Data Dictionary

The official Scientific ML Data Dictionary.

How to use OnDemand

Scientific ML does the math/science for any historical time-series (with constant cadence) when the data is finite and discrete (always is).  Scientific ML produces a set of scientific measurements that are intuitively familiar (energy, power, resistance, temperature, etc.) and that can be seen to drive value dynamics.  Often the value dynamics (e.g., price) is seen to be far from equilibrium.

To invoke Scientific ML, two files are needed.

  • Datafile. Customer time-series formatted as a CSV file.
  • Configuration file. Provides additional information on how to process the customer’s time-series.  The configuration file upload triggers Precision Alpha processing.

The two files should be uploaded separately, time-series first, configuration second to a Precision Alpha owned AWS S3 sub-bucket specific to the customer, created during customer on-boarding.  Precision Alpha leverages AWS security infrastructure.  Security policy ensures that no other customer will have access to your processing area.
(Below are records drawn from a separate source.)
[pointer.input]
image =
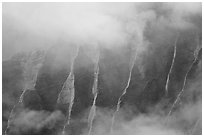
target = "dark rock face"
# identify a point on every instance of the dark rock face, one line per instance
(145, 91)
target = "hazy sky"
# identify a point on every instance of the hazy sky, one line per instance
(29, 26)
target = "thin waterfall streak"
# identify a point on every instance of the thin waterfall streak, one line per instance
(92, 112)
(91, 117)
(170, 70)
(26, 87)
(194, 127)
(184, 82)
(132, 63)
(68, 90)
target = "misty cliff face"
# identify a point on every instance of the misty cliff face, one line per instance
(125, 68)
(144, 94)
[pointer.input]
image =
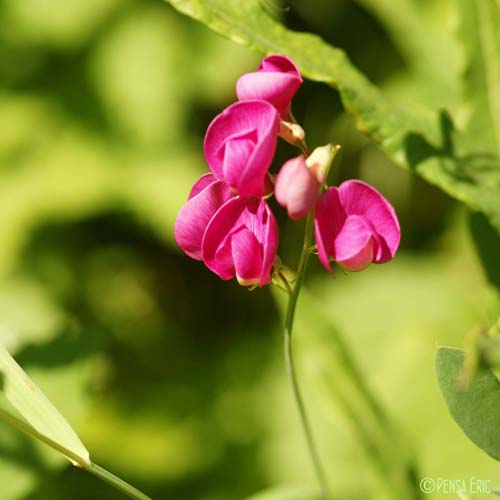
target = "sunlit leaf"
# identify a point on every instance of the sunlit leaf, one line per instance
(481, 42)
(33, 405)
(286, 493)
(416, 138)
(476, 406)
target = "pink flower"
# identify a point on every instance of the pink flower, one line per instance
(276, 81)
(240, 144)
(355, 225)
(206, 197)
(241, 240)
(296, 188)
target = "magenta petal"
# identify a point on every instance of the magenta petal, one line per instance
(276, 81)
(240, 144)
(247, 257)
(204, 181)
(359, 198)
(196, 213)
(328, 221)
(296, 188)
(354, 246)
(218, 249)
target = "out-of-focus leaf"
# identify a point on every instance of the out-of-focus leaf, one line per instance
(414, 137)
(481, 39)
(417, 31)
(133, 69)
(45, 22)
(286, 493)
(487, 242)
(33, 405)
(475, 407)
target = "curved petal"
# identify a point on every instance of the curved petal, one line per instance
(218, 249)
(276, 81)
(267, 221)
(296, 188)
(196, 213)
(204, 181)
(250, 164)
(359, 198)
(328, 221)
(215, 244)
(247, 257)
(354, 246)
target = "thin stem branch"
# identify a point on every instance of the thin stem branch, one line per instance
(75, 459)
(289, 360)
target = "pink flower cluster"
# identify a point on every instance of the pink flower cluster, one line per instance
(227, 222)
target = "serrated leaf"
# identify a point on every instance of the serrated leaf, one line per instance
(33, 405)
(475, 408)
(416, 138)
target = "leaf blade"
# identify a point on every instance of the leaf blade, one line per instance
(33, 405)
(477, 409)
(415, 137)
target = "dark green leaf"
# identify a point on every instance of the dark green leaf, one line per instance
(416, 138)
(475, 407)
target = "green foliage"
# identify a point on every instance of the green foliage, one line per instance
(103, 107)
(420, 139)
(474, 404)
(285, 493)
(33, 405)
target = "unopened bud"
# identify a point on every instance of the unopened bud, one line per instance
(292, 133)
(320, 160)
(296, 188)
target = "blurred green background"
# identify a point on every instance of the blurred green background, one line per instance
(173, 378)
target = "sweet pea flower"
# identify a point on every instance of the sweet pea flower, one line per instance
(240, 144)
(355, 225)
(206, 197)
(296, 188)
(276, 81)
(241, 241)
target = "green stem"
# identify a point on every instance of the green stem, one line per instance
(290, 365)
(77, 460)
(116, 482)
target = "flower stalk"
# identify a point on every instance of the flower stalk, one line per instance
(289, 359)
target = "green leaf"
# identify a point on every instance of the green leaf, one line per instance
(416, 30)
(487, 243)
(286, 493)
(416, 138)
(475, 408)
(34, 406)
(481, 39)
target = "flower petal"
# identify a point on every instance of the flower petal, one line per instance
(244, 168)
(328, 221)
(296, 188)
(276, 81)
(247, 257)
(235, 215)
(354, 245)
(201, 184)
(359, 198)
(196, 213)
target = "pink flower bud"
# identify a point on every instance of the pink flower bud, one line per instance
(355, 225)
(240, 144)
(296, 188)
(206, 197)
(241, 241)
(276, 81)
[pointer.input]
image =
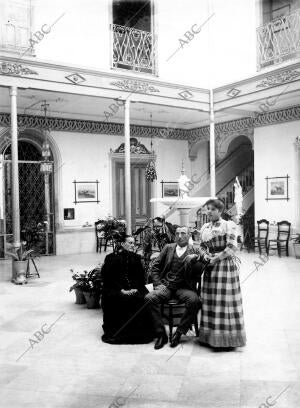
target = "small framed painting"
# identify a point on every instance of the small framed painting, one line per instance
(69, 213)
(169, 189)
(86, 191)
(277, 188)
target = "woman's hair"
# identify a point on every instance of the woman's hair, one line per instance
(218, 203)
(122, 237)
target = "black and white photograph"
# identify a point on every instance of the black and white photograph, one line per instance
(277, 188)
(150, 203)
(170, 189)
(86, 191)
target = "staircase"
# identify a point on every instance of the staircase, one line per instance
(226, 170)
(246, 179)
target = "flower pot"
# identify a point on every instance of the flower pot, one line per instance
(80, 299)
(92, 300)
(19, 269)
(297, 249)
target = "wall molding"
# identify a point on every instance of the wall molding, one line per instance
(89, 126)
(238, 126)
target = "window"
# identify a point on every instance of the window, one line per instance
(278, 39)
(15, 24)
(134, 43)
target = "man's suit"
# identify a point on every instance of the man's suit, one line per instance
(180, 284)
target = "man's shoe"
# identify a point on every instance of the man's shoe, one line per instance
(109, 340)
(175, 339)
(161, 341)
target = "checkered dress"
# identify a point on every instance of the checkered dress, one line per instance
(222, 323)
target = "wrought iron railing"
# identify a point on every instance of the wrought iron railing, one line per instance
(133, 49)
(279, 40)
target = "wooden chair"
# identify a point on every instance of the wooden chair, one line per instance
(282, 241)
(173, 312)
(28, 273)
(101, 237)
(174, 305)
(262, 235)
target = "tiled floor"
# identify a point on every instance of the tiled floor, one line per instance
(70, 367)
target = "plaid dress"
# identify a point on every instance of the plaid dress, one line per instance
(222, 322)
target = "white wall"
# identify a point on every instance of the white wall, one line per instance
(274, 156)
(223, 51)
(85, 157)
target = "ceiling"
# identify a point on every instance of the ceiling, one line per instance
(74, 106)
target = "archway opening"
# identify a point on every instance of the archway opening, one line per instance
(36, 215)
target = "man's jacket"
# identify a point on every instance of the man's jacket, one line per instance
(162, 265)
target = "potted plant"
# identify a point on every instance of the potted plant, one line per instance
(87, 287)
(92, 288)
(78, 287)
(20, 258)
(296, 245)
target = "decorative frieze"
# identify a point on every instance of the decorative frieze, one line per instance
(7, 68)
(75, 78)
(135, 86)
(88, 126)
(279, 78)
(192, 135)
(135, 147)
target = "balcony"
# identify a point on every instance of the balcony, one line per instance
(133, 49)
(279, 40)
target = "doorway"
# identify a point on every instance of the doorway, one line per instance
(37, 228)
(140, 193)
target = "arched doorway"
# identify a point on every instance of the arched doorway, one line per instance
(36, 196)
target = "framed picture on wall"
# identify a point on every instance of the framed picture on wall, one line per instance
(69, 213)
(277, 188)
(169, 189)
(86, 191)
The amount of historical data to learn from is an important consideration.  More is not necessarily better.  At least 125 timestamps in the datafile ensures fractional fluctuations in the third decimal place.  More timestamps in the datafile, however, tends to reduce the responsiveness to changes in the market.  We recommend that the time-stamps be sampled to produce a time-series between 125 and 1250 timestamps.  The timestamps must have a customer specified cadence (second, hour, day, week, and so on).  The format for the timestamps is also under customer control, however, any customer timestamps conventions that use characters forbidden in filenames will throw an error.
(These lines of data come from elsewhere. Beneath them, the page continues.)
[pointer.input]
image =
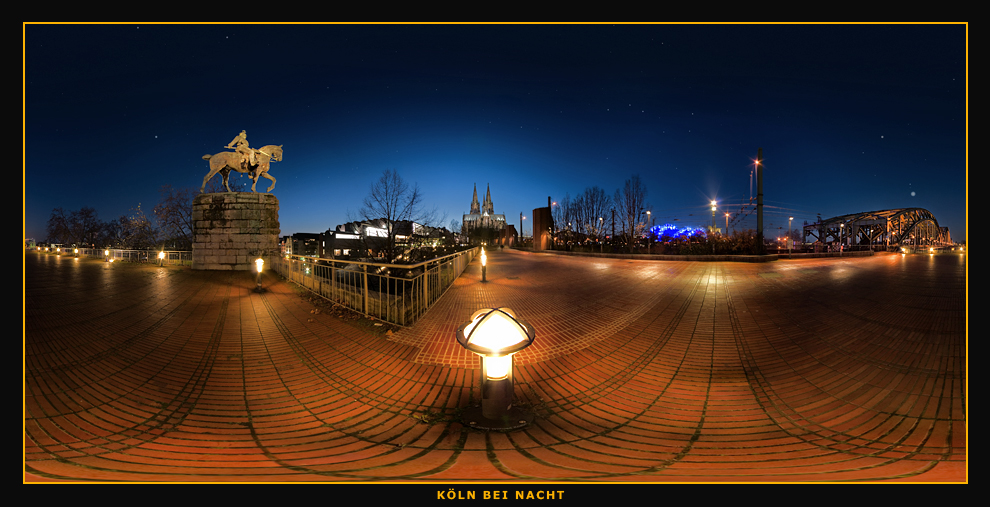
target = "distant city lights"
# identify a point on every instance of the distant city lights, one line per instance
(671, 231)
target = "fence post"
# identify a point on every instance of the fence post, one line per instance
(426, 286)
(365, 288)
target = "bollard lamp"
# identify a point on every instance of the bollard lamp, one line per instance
(495, 334)
(484, 263)
(259, 264)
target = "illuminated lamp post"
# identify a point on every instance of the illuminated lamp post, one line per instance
(484, 262)
(601, 225)
(842, 227)
(649, 233)
(259, 264)
(521, 235)
(495, 335)
(789, 240)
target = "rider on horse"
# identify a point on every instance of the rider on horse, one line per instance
(242, 147)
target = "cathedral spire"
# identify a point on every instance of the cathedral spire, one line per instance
(488, 206)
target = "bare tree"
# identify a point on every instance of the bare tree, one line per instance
(390, 200)
(174, 215)
(138, 231)
(591, 209)
(630, 207)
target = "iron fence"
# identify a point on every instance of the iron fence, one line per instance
(398, 294)
(172, 257)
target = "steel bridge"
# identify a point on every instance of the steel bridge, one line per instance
(887, 229)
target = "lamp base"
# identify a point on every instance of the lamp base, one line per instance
(513, 419)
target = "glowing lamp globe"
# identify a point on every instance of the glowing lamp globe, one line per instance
(495, 334)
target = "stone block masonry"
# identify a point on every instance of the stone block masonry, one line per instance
(231, 229)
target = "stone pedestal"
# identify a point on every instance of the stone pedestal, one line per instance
(231, 229)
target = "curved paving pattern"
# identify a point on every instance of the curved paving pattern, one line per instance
(805, 370)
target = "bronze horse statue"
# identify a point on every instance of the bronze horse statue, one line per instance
(227, 161)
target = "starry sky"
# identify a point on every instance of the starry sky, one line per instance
(850, 118)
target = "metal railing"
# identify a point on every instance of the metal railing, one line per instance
(398, 294)
(172, 257)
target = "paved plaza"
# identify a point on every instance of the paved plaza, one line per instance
(838, 369)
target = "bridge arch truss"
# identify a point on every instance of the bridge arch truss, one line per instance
(881, 229)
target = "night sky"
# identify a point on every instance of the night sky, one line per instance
(850, 117)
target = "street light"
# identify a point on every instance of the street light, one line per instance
(495, 334)
(521, 218)
(484, 262)
(842, 228)
(649, 233)
(713, 216)
(789, 240)
(259, 264)
(601, 225)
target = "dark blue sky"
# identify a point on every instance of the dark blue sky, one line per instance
(850, 117)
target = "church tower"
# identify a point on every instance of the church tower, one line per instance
(475, 209)
(488, 208)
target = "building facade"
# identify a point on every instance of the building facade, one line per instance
(482, 220)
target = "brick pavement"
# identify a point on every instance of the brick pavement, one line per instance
(642, 371)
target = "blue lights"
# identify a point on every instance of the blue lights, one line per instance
(668, 232)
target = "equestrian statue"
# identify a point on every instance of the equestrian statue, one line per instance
(254, 162)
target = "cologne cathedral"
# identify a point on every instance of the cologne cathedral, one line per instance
(482, 216)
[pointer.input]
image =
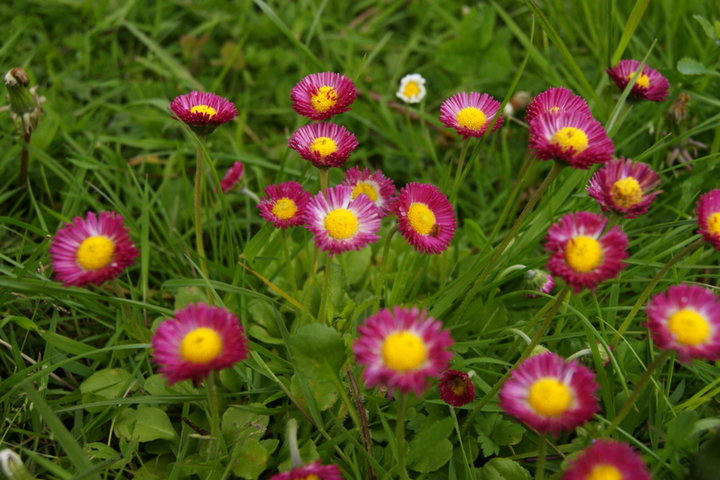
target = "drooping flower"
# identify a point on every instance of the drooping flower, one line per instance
(203, 111)
(201, 338)
(319, 96)
(581, 254)
(708, 214)
(376, 186)
(284, 205)
(470, 114)
(607, 460)
(573, 137)
(686, 318)
(92, 250)
(412, 88)
(650, 84)
(624, 186)
(550, 394)
(401, 348)
(340, 222)
(324, 144)
(425, 217)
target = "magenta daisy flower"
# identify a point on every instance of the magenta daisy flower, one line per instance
(311, 471)
(200, 339)
(686, 318)
(555, 101)
(341, 222)
(624, 186)
(203, 111)
(401, 348)
(581, 254)
(550, 394)
(470, 114)
(319, 96)
(574, 137)
(92, 250)
(708, 213)
(425, 217)
(376, 186)
(284, 205)
(650, 84)
(324, 144)
(607, 460)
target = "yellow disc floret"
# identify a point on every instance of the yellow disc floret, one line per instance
(95, 252)
(201, 345)
(341, 224)
(549, 397)
(404, 351)
(689, 327)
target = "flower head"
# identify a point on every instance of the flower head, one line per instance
(284, 205)
(649, 84)
(341, 222)
(686, 318)
(203, 111)
(708, 213)
(425, 217)
(401, 348)
(412, 88)
(624, 186)
(376, 186)
(319, 96)
(92, 250)
(550, 394)
(581, 254)
(324, 144)
(200, 339)
(470, 114)
(607, 460)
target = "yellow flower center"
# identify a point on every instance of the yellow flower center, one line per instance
(95, 253)
(549, 397)
(626, 192)
(204, 109)
(404, 351)
(689, 327)
(364, 188)
(201, 345)
(421, 218)
(324, 99)
(341, 223)
(284, 208)
(471, 118)
(323, 146)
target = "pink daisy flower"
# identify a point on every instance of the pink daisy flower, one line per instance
(340, 222)
(376, 186)
(200, 339)
(708, 213)
(550, 394)
(574, 137)
(607, 460)
(581, 254)
(284, 205)
(425, 217)
(650, 84)
(401, 348)
(556, 100)
(470, 114)
(324, 144)
(203, 111)
(319, 96)
(624, 186)
(686, 318)
(92, 250)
Additional time-series with the same time-stamps can be added to the input columns of the time-series file.  Precision Alpha will process all of them and return them in the output file.   Up to 25 time-series are permitted in each run.

Precision Alpha OnDemand

Precision Alpha OnDemand is a “multimeter” that produces exact market measurements from time-series.  Any time-series can be processed (e.g., prices, trading volumes, volatility, sales volumes, inventory, and so on).  OnDemand is mathematically valid in all markets, both equilibrium and non-equilibrium.
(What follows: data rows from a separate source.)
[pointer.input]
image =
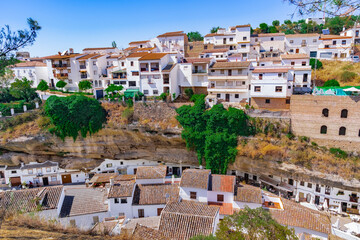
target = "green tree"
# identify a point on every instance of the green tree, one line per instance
(194, 36)
(73, 115)
(42, 86)
(264, 28)
(21, 89)
(61, 84)
(331, 83)
(12, 41)
(254, 224)
(85, 85)
(214, 29)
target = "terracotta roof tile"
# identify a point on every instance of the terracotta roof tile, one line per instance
(296, 215)
(151, 172)
(195, 178)
(222, 183)
(121, 189)
(187, 219)
(150, 194)
(249, 194)
(225, 65)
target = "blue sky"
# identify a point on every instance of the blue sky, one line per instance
(89, 23)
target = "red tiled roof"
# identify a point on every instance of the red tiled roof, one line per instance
(222, 183)
(195, 178)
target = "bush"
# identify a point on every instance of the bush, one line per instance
(42, 86)
(189, 92)
(61, 84)
(338, 152)
(331, 83)
(347, 76)
(318, 63)
(74, 114)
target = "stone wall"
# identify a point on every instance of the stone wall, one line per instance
(307, 119)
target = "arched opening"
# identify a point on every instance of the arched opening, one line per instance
(342, 131)
(325, 112)
(344, 113)
(323, 129)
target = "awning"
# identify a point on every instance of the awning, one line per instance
(132, 92)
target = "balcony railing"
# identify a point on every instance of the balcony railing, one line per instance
(64, 65)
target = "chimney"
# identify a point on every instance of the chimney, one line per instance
(111, 181)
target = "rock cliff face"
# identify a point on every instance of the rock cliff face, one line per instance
(140, 143)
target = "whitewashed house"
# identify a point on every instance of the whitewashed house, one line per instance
(194, 185)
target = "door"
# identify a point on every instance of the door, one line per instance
(15, 181)
(66, 178)
(227, 97)
(159, 211)
(45, 181)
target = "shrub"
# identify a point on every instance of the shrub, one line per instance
(318, 63)
(61, 84)
(189, 92)
(338, 152)
(42, 86)
(347, 76)
(331, 83)
(74, 114)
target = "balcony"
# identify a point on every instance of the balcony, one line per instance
(61, 75)
(60, 65)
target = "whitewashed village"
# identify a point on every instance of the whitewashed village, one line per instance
(266, 75)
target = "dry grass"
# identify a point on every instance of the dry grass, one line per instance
(338, 70)
(299, 153)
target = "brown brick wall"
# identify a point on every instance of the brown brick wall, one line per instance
(307, 119)
(275, 103)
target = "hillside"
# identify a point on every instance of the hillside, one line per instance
(346, 73)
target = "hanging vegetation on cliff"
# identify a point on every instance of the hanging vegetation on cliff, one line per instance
(74, 114)
(213, 134)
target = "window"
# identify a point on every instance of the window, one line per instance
(344, 113)
(342, 131)
(257, 89)
(325, 112)
(192, 195)
(141, 213)
(323, 129)
(220, 198)
(95, 219)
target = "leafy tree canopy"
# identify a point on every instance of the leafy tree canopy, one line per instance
(61, 84)
(213, 134)
(85, 85)
(194, 36)
(42, 86)
(73, 115)
(21, 89)
(331, 83)
(253, 224)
We illustrate the use of OnDemand with an application: Precision Alpha Exchange (PAEx).  Less than five hours after market close, Exchange scientifically processes every stock on the NYSE and NASD based on six months of closing prices to produce a data file of scientific measurements: next day probabilities that a stock will go up (down), market energy, market power, market resistance, market noise, market temperature, and market free energy (Helmholtz).  The free energy is the energy available to do “value movement work” (‘value’ depends on the specific time-series).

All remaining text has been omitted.